While dining-out is still considered risky, home delivery of cooked meals is picking pace. In May, food delivery in India rose over 30% as compared to January, when coronavirus was not a wide-spread threat in India, according to market research firm Redseer. This was probably because people are wary of calling their part-time cooks back to work amid the pandemic.

This demand has wooed even the star-hotels in India to try their hands at home delivery. The India arm of JW Marriott, for instance, has partnered with homegrown travel portal MakeMyTrip to facilitate home delivery of its dishes.

“Select Taj Hotels in key cities have been offering gourmet products, bakery hampers as well as wellness hampers from JIVA spa under Hospitality@Home initiative,” said a spokesperson of Indian Hotels, which manages properties of brands such as Taj, Vivanta, and Ginger. “Guests can also order their favourite dishes from iconic Taj restaurants across Mumbai, Delhi, Bengaluru, Chennai, Hyderabad, and Kolkata.”

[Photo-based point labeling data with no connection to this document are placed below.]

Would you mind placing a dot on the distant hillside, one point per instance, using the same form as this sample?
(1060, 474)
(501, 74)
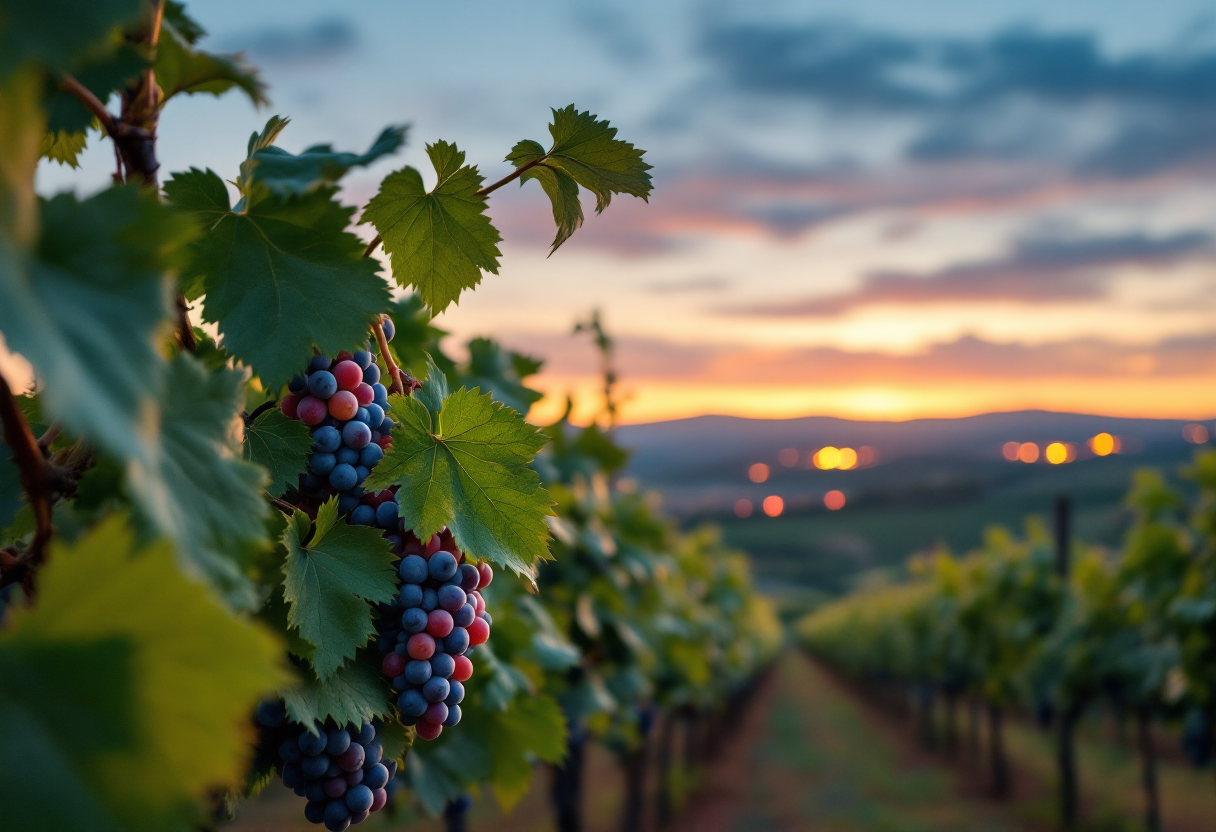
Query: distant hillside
(936, 482)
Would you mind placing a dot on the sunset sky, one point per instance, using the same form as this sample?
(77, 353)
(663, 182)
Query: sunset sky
(873, 209)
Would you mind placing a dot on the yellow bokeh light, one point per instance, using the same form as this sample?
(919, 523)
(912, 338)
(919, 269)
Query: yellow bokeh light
(827, 457)
(848, 459)
(1057, 453)
(1103, 444)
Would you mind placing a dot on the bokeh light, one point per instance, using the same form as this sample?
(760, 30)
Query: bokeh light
(1103, 444)
(1197, 434)
(848, 459)
(1057, 453)
(827, 457)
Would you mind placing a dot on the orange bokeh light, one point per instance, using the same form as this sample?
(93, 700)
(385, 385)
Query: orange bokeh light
(1057, 453)
(1195, 434)
(827, 457)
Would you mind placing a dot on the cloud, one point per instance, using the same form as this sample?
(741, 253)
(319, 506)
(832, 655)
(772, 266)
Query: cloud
(1015, 94)
(967, 359)
(701, 284)
(325, 39)
(1036, 270)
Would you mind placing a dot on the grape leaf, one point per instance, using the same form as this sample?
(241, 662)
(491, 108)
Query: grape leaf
(532, 728)
(495, 371)
(63, 147)
(585, 152)
(183, 68)
(280, 445)
(86, 308)
(328, 582)
(288, 174)
(56, 32)
(355, 693)
(280, 277)
(200, 493)
(439, 241)
(162, 718)
(465, 465)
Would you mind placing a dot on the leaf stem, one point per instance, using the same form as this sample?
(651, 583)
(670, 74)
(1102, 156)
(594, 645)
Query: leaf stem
(35, 479)
(485, 191)
(393, 370)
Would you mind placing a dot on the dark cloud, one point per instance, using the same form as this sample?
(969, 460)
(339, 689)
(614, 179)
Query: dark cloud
(1015, 94)
(1036, 270)
(322, 40)
(968, 359)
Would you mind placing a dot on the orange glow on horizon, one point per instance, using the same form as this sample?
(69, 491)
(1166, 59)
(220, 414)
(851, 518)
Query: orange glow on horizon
(653, 400)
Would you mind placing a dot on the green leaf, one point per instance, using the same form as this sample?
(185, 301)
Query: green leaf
(355, 693)
(163, 715)
(496, 371)
(88, 307)
(56, 32)
(11, 495)
(288, 174)
(416, 336)
(532, 728)
(280, 277)
(183, 68)
(22, 125)
(200, 493)
(330, 582)
(279, 444)
(63, 147)
(439, 241)
(102, 74)
(467, 468)
(585, 152)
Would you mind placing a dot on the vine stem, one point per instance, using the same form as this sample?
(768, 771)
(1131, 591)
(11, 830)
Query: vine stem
(393, 370)
(35, 479)
(485, 191)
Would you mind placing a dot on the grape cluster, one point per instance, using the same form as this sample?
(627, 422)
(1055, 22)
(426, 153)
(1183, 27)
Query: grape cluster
(339, 770)
(428, 630)
(345, 405)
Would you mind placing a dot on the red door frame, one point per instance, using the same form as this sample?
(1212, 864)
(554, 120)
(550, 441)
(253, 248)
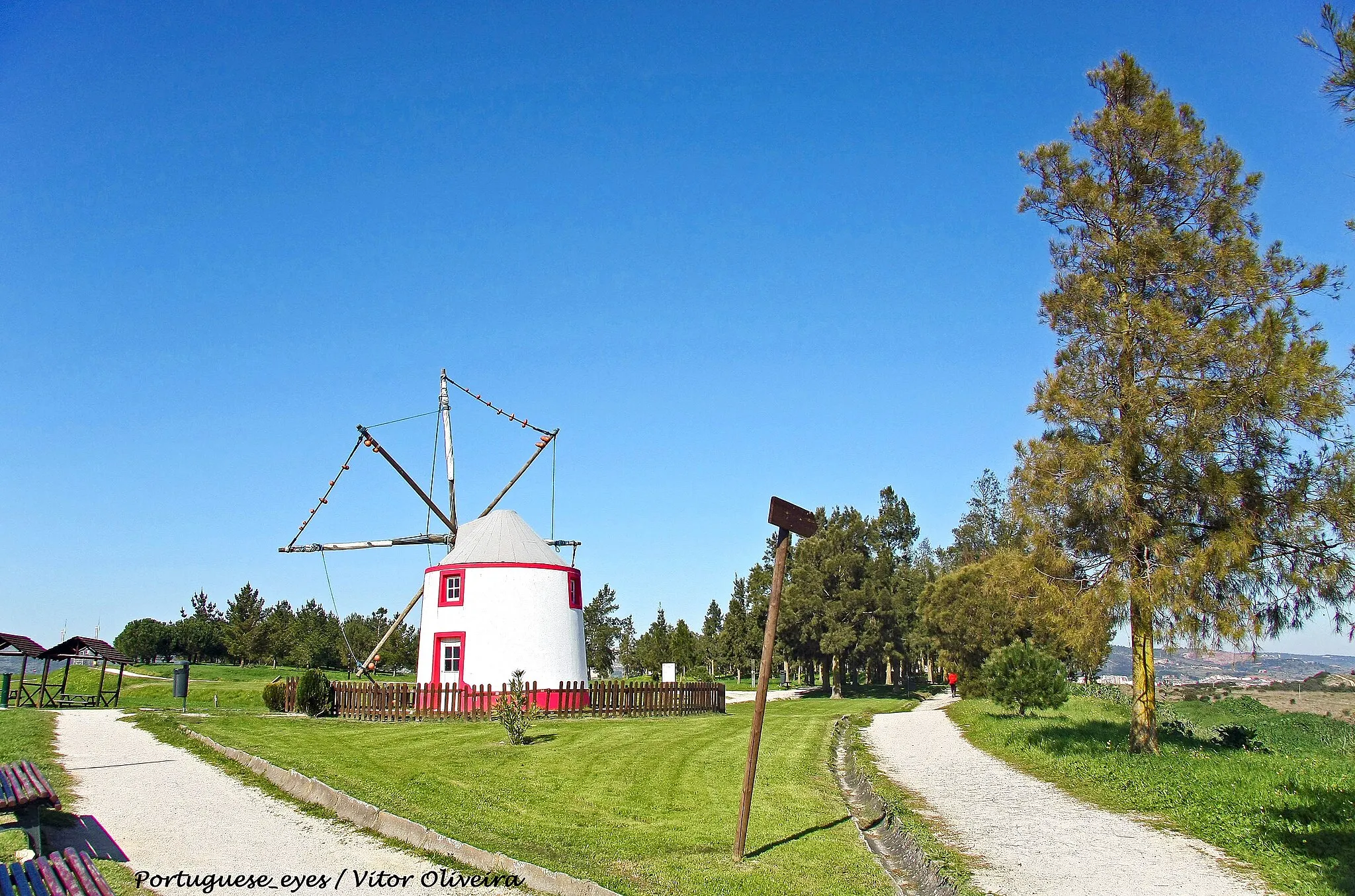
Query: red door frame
(437, 657)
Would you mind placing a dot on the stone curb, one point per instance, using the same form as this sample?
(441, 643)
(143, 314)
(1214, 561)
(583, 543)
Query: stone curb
(402, 829)
(896, 850)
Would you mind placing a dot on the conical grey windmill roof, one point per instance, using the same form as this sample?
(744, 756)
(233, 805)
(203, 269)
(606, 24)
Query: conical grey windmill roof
(500, 538)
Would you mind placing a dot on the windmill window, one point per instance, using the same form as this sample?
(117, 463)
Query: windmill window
(453, 589)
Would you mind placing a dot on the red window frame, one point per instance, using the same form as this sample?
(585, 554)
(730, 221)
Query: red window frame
(442, 588)
(437, 657)
(576, 591)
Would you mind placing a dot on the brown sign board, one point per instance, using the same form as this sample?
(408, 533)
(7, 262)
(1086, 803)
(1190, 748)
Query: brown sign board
(789, 516)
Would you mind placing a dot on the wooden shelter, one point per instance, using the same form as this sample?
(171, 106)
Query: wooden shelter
(22, 693)
(54, 696)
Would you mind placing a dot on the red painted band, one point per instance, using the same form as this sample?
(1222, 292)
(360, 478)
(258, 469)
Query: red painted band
(521, 566)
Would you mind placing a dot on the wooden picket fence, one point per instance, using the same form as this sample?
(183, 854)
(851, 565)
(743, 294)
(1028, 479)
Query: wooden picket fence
(404, 702)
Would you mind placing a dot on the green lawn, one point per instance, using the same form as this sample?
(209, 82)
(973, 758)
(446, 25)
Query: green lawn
(1289, 814)
(29, 734)
(641, 805)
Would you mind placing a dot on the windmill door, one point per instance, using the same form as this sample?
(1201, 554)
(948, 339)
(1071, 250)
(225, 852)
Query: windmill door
(450, 659)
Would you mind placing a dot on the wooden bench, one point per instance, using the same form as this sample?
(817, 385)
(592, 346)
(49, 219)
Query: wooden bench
(73, 700)
(67, 874)
(26, 792)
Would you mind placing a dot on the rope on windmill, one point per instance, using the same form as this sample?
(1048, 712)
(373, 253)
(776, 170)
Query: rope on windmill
(499, 411)
(324, 499)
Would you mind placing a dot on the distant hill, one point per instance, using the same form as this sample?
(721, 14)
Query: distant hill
(1193, 665)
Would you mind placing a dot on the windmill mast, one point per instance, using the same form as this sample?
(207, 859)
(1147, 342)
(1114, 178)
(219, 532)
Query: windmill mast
(446, 443)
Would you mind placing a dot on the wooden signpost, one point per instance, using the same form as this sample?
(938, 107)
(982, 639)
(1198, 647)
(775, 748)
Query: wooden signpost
(787, 518)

This trend will provide an additional boost to India’s online food delivery market, which is estimated to grow at over 30% per annum until 2024, by when it will have more than 300 million customers.

Singh of Treehouse also believes that there’s a possibility that restaurants of star-hotels, which are unlikely to resume business any time soon, may start catering home parties and gatherings. 

Riding the feeling

At a time when most of their customers are trapped indoors with not many options for leisure, the Indian arm of the American multinational fast-food chain Burger King is trying to “bring back the lost Friday feeling” by introducing combos that can be home-delivered, Srinivas Adapa, chief marketing officer of Burger King India said.

InstaPizza, which is known for its “desi-fied” and affordable pizzas, has also launched combo meals that are “designed for families to enjoy together,” Jain said. “The incidence of individual meal ordering has gone down since work from home has become the new standard.”

But this feel-good approach might have limited success as the restaurant industry will continue to struggle with a slew of challenges in the coming months, experts believe. The biggest one perhaps will be the unavailability of manpower as nearly 70% of the people working at Indian restaurants are migrants from villages and small towns.

India has over 454 million internal migrants, as per Census 2011. In March, when the Indian government announced a nation-wide lockdown, millions of these daily-wagers left cities due to lack of employment. Some experts now believe that about 30% of these migrant workers may never return to cities.

“Before we throw open our premises, it will be very important to enable this migratory staff to travel and return,” said Gurbaxish Singh Kohli, vice-president of the Federation of Hotel and Restaurant Associations of India. “Currently, we are not even sure how many will come back.”

But even in the best-case scenario, Kohli expects restaurant businesses in India to take at least six months to get back to good days.